Continuing Irresolution

My frustration with this whole continuing resolution mess in Washington is summed up by freshman Rep. Lankford (R-OK). In an interview with Radio America, Rep. Lankford defends the continuing resolutions with the statement "We're cutting 2 billion per week". Well, let's do a little math, shall we?

The first number we need to know is 14 trillion. That is the commonly accepted total budget deficit right now (not that I believe that, but for the sake of argument we'll use that number). The second number we need to know is 104 billion. That is 2 billion per week times 52 weeks. That is the amount that will be cut from the deficit if Rep. Lankford's pace continues. So what percent of 14 trillion is 104 billion?

Let's start with an easy one to show the formula. What percentage of 100 is 50? We all know it's 50%, but how do we do the math? Well, we make a fraction. The bottom number (the denominator) is the number we want to determine the fraction of, in this case 100. Then we put the other number on the top of the fraction (the numerator).
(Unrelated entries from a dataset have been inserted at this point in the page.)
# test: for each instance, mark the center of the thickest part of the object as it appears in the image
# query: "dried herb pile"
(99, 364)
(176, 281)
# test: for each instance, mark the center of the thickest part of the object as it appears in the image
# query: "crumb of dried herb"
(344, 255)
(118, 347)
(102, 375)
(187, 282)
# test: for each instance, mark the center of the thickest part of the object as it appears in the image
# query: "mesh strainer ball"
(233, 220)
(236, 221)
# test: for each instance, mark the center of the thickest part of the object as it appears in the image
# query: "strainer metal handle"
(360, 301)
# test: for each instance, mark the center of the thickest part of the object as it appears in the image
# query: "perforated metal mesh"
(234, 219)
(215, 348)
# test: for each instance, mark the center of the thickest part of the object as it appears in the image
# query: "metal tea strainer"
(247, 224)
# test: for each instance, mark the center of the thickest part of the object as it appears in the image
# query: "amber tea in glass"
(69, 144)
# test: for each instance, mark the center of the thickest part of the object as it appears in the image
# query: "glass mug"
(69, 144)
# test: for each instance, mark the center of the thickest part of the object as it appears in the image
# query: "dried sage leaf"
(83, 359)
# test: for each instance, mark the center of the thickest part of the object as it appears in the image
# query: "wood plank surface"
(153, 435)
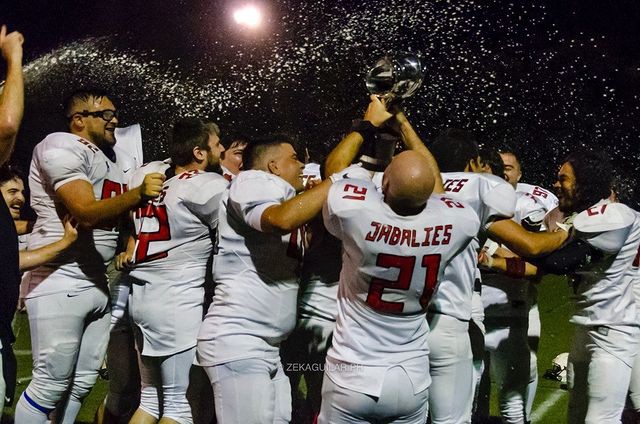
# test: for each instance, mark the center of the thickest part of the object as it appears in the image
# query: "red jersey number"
(112, 189)
(406, 265)
(359, 193)
(159, 212)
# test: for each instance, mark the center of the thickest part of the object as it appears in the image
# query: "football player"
(377, 366)
(599, 260)
(255, 268)
(169, 259)
(456, 301)
(82, 172)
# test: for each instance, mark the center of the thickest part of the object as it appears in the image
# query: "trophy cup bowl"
(395, 76)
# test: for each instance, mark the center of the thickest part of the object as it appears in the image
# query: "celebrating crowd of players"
(396, 285)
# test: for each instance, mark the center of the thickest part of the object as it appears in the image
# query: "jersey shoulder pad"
(498, 195)
(254, 187)
(148, 168)
(604, 217)
(353, 171)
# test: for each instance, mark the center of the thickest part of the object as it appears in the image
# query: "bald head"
(407, 183)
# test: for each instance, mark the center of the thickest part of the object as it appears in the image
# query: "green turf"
(555, 310)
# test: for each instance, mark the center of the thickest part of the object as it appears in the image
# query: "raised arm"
(80, 201)
(346, 151)
(12, 96)
(293, 213)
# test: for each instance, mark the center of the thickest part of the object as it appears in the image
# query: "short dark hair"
(594, 176)
(82, 95)
(10, 172)
(234, 139)
(492, 158)
(259, 146)
(188, 133)
(453, 148)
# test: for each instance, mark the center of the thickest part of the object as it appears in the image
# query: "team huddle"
(395, 286)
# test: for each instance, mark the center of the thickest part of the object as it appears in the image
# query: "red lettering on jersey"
(538, 191)
(371, 236)
(358, 192)
(447, 234)
(384, 233)
(405, 265)
(451, 203)
(111, 189)
(409, 238)
(188, 174)
(455, 185)
(597, 210)
(395, 236)
(90, 145)
(432, 264)
(295, 249)
(163, 233)
(427, 236)
(436, 235)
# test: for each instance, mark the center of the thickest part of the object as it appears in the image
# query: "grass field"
(549, 407)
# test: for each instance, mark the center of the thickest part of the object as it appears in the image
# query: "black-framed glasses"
(107, 114)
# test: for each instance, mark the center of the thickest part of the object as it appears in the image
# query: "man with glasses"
(11, 109)
(85, 174)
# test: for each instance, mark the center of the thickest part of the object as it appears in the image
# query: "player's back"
(391, 265)
(546, 198)
(173, 231)
(61, 158)
(490, 198)
(603, 289)
(255, 274)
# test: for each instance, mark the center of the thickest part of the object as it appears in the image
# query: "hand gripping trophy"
(392, 78)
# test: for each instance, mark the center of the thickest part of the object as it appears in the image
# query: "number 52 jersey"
(391, 266)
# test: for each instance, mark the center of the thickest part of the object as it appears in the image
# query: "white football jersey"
(489, 197)
(603, 289)
(256, 275)
(545, 197)
(173, 243)
(323, 260)
(320, 274)
(61, 158)
(635, 278)
(503, 295)
(391, 266)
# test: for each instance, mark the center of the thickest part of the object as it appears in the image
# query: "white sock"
(26, 413)
(70, 411)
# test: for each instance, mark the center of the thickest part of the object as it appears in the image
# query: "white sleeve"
(346, 198)
(65, 164)
(251, 197)
(605, 226)
(204, 200)
(350, 172)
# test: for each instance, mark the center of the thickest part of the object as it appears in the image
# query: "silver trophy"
(395, 76)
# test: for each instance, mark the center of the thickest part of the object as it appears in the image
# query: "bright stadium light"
(249, 16)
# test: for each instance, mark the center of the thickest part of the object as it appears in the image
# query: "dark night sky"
(542, 76)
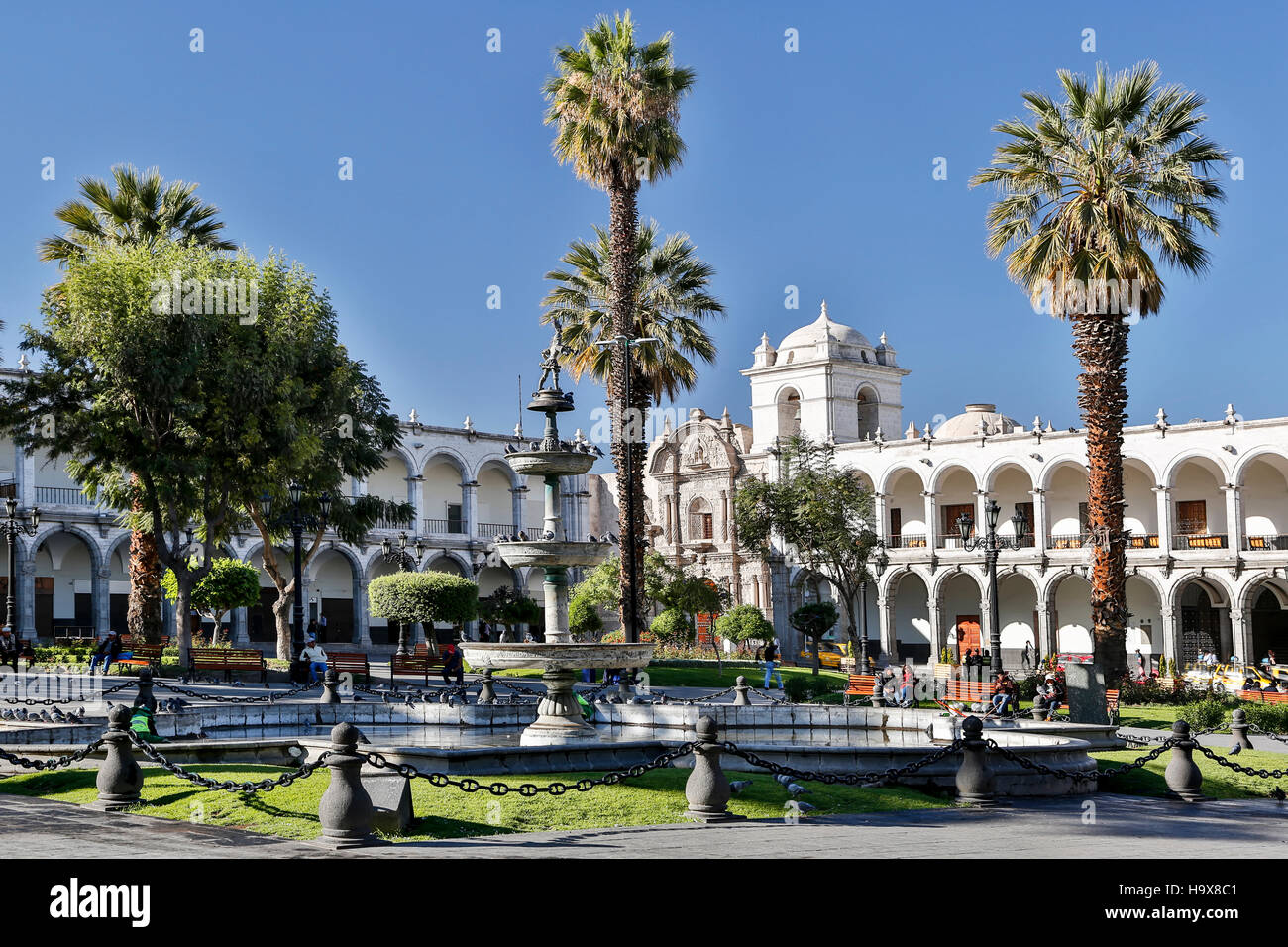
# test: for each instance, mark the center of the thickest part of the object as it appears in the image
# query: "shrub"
(673, 626)
(1202, 715)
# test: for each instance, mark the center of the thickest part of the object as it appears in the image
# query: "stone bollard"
(487, 693)
(146, 697)
(974, 776)
(119, 777)
(1183, 776)
(330, 682)
(346, 809)
(707, 788)
(1239, 729)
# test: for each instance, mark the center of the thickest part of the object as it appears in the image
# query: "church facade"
(1207, 508)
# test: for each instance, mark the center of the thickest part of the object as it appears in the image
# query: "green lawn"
(1219, 783)
(656, 797)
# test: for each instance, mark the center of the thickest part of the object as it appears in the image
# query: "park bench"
(1262, 696)
(412, 667)
(228, 660)
(142, 656)
(861, 685)
(348, 663)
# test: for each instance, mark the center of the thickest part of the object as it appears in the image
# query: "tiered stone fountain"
(559, 657)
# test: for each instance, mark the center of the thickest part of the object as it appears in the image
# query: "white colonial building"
(73, 579)
(1207, 506)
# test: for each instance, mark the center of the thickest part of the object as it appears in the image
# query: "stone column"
(101, 599)
(1171, 631)
(469, 506)
(416, 497)
(1240, 635)
(26, 592)
(1164, 523)
(1234, 519)
(931, 525)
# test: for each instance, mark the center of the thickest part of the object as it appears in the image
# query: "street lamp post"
(991, 543)
(297, 522)
(406, 564)
(12, 528)
(880, 565)
(629, 444)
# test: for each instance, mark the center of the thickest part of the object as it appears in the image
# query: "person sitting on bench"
(107, 651)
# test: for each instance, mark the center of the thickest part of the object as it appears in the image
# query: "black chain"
(528, 789)
(51, 701)
(220, 698)
(890, 775)
(227, 785)
(1082, 775)
(1267, 733)
(1249, 771)
(54, 763)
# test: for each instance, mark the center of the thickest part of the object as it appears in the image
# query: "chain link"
(1081, 775)
(1248, 771)
(220, 698)
(528, 789)
(54, 763)
(226, 785)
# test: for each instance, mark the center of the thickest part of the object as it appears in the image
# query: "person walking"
(314, 657)
(771, 656)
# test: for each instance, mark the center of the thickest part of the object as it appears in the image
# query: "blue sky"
(810, 169)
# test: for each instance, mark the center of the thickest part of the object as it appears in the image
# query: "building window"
(1192, 517)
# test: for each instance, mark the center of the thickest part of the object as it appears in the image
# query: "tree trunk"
(1100, 343)
(143, 617)
(183, 625)
(623, 222)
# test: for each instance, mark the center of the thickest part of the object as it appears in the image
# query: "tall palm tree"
(673, 300)
(614, 106)
(141, 208)
(1087, 191)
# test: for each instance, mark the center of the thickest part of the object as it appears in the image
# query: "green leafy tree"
(506, 608)
(174, 412)
(230, 583)
(407, 598)
(743, 624)
(614, 106)
(1096, 183)
(673, 626)
(823, 514)
(138, 208)
(814, 621)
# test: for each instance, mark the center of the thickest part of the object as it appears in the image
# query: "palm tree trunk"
(1100, 344)
(623, 222)
(143, 616)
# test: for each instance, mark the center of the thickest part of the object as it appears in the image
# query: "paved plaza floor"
(1111, 827)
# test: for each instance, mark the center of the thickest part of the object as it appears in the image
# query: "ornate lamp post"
(879, 565)
(631, 538)
(406, 564)
(991, 543)
(297, 523)
(12, 528)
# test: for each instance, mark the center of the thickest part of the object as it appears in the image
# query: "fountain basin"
(550, 656)
(550, 463)
(553, 553)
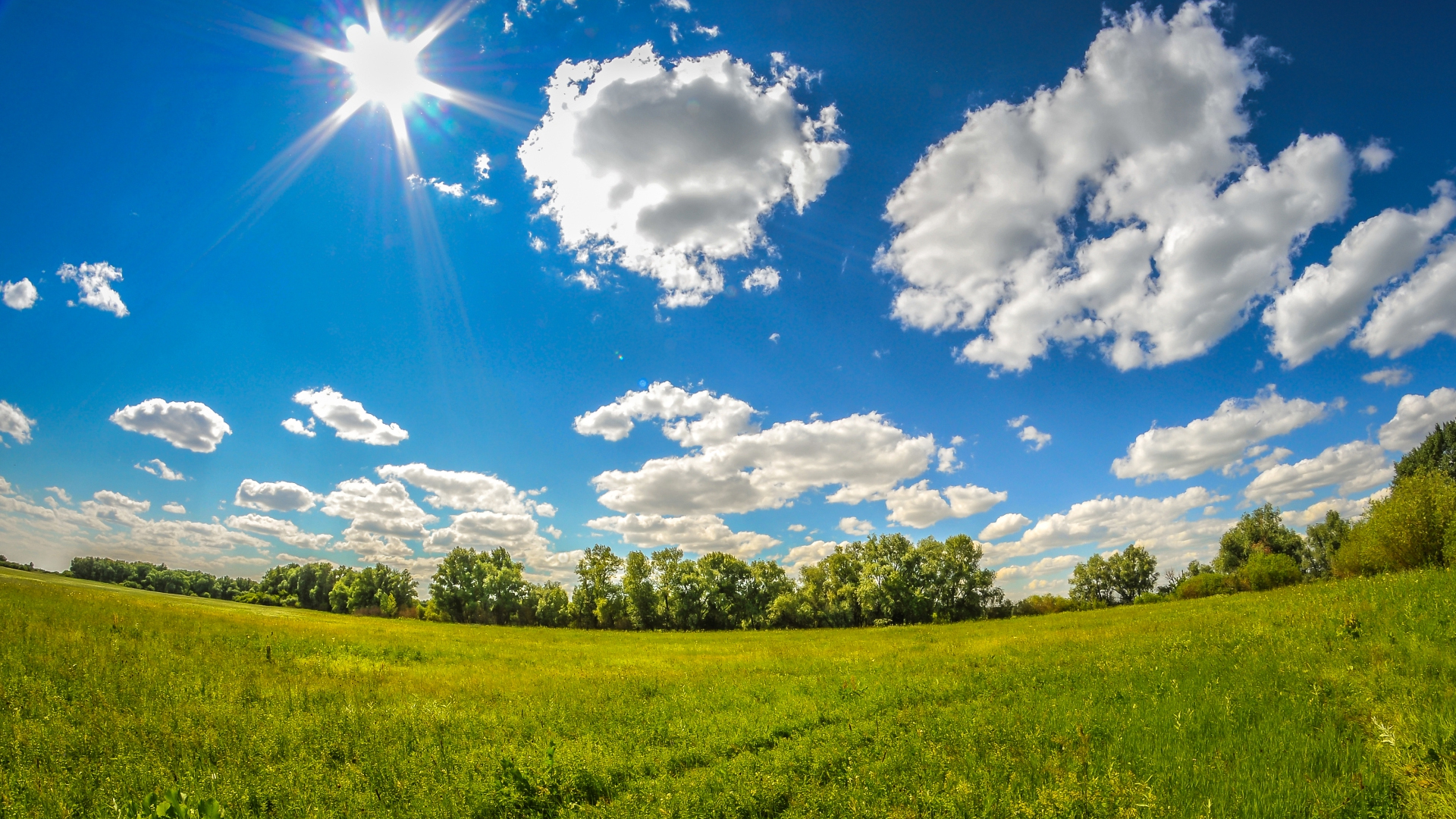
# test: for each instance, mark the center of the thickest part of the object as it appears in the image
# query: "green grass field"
(1320, 700)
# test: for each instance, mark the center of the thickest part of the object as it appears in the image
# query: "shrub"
(1407, 529)
(1266, 572)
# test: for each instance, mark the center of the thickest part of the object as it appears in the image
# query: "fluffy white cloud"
(286, 531)
(669, 171)
(1389, 376)
(921, 506)
(1144, 153)
(1218, 441)
(468, 490)
(378, 509)
(15, 423)
(1159, 525)
(93, 281)
(764, 279)
(19, 295)
(188, 425)
(1044, 566)
(1376, 158)
(1347, 509)
(1417, 311)
(161, 469)
(720, 419)
(1416, 417)
(299, 428)
(1005, 525)
(698, 534)
(1356, 465)
(348, 419)
(1329, 302)
(274, 496)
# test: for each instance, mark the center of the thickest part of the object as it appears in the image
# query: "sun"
(383, 71)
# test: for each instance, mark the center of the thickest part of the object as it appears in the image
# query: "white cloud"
(670, 171)
(1356, 465)
(1417, 311)
(946, 460)
(190, 425)
(1145, 150)
(117, 500)
(764, 279)
(274, 496)
(468, 490)
(698, 534)
(19, 295)
(1389, 376)
(720, 417)
(286, 531)
(93, 281)
(1036, 438)
(1329, 302)
(1218, 441)
(378, 509)
(15, 423)
(921, 506)
(1347, 507)
(1416, 417)
(299, 428)
(1044, 566)
(1159, 525)
(161, 469)
(1376, 158)
(348, 419)
(1005, 525)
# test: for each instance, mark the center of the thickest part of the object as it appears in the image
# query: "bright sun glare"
(384, 71)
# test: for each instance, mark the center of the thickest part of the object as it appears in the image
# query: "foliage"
(155, 577)
(1436, 453)
(1258, 531)
(1245, 706)
(1120, 577)
(1326, 539)
(169, 805)
(1414, 526)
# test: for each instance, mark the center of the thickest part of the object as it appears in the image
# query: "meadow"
(1332, 698)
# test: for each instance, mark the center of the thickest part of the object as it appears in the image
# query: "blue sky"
(946, 234)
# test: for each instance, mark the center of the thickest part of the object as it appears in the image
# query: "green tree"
(1131, 572)
(1438, 452)
(1092, 580)
(1261, 529)
(1326, 539)
(639, 592)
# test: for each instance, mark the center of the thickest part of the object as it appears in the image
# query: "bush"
(1266, 572)
(1411, 528)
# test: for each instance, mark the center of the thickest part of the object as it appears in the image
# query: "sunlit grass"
(1323, 700)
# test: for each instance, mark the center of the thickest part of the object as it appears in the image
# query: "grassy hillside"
(1323, 700)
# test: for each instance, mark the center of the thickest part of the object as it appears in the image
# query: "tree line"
(881, 580)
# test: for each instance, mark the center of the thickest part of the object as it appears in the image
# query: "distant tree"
(1261, 529)
(1326, 539)
(641, 595)
(1131, 572)
(1092, 580)
(598, 599)
(1438, 452)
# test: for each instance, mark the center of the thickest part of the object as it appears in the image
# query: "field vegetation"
(1331, 698)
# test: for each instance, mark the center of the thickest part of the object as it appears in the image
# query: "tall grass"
(1316, 700)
So in this case, the fraction is 50/100, which can be said as "fifty over one hundred" or "fifty one-hundredths".

All you sixth-grade math students can see that we can reduce this fraction by asking which numbers can be evenly divided into both numerator and denominator. I can see several: 2, 5, 10, 25, and 50. I'll take the largest to eliminate steps, so 50/100 becomes 1/2, or "one half". We all know that "one half" is fifty percent.

It's easier to show it in decimals, so we would express our 50/100 in decimal notation as .50 - fifty one-hundredths. To express any decimal number as a percent, you multiply it by 100 which is the same as moving the decimal point two places to the right, which gives you 50. - that is, fifty percent. This is how we calculate batting average, save percentage, winning percentage, all kinds of things.

So using this formula with our actual numbers, the equation is 104,000,000,000 (that's our 104 billion) over 14,000,000,000,000 (14 trillion) which comes out to .007428571429 according to my handy-dandy Casio calculator (and Microsoft Excel confirms it). Multiply that by 100 to move the decimal point for our percentage, that gives us .7428571429 percent. Let's just round that off and say .74 percent.

Folks, that is three-quarters of one percent. Less than one percent. Or put it another way: for every $100 of deficit, Rep. Lankford and his colleagues are cutting seventy-five cents.

All this wrangling, all this speechifying, all the meetings and arguments and proposals and interviews - all for a lousy .74%. This is beyond appalling, beyond disgusting, and bears a passing resemblance to a great heaping mountain of male cow excrement. Only much, much worse.

Rep. Lankford, let me remind you and your fellow freshmen why you were voted into office last November: GET CONTROL OF WASHINGTON'S EXCESSIVE SPENDING!!!! With this kind of crapola you are spewing publicly, you are showing yourself to be no better than the one you replaced. YOU ARE NOT DOING YOUR JOB, SIR! GET WITH THE PROGRAM OR WE'LL FIND SOMEONE WHO WILL TO REPLACE YOU IN 2012!

Let me help you out. You have set your goal way too low, obviously, so let's give you a new goal by taking your original yearly goal (104 billion) and make it your weekly goal! That would lead you to cutting 5.408 trillion by this time next year. That's over one-third (38.6%) of the deficit in one year! THAT would be a much more worthy goal for you!

I'll go even farther for you. Here's a list of programs that could be cut completely from the budget:

Dept. of Education
Dept. of Commerce
Dept. of Interior
Dept. of Homeland Security

And here's a list of those that could be cut drastically:

That's just a start, Congressman. I'm sure you can come up with some more.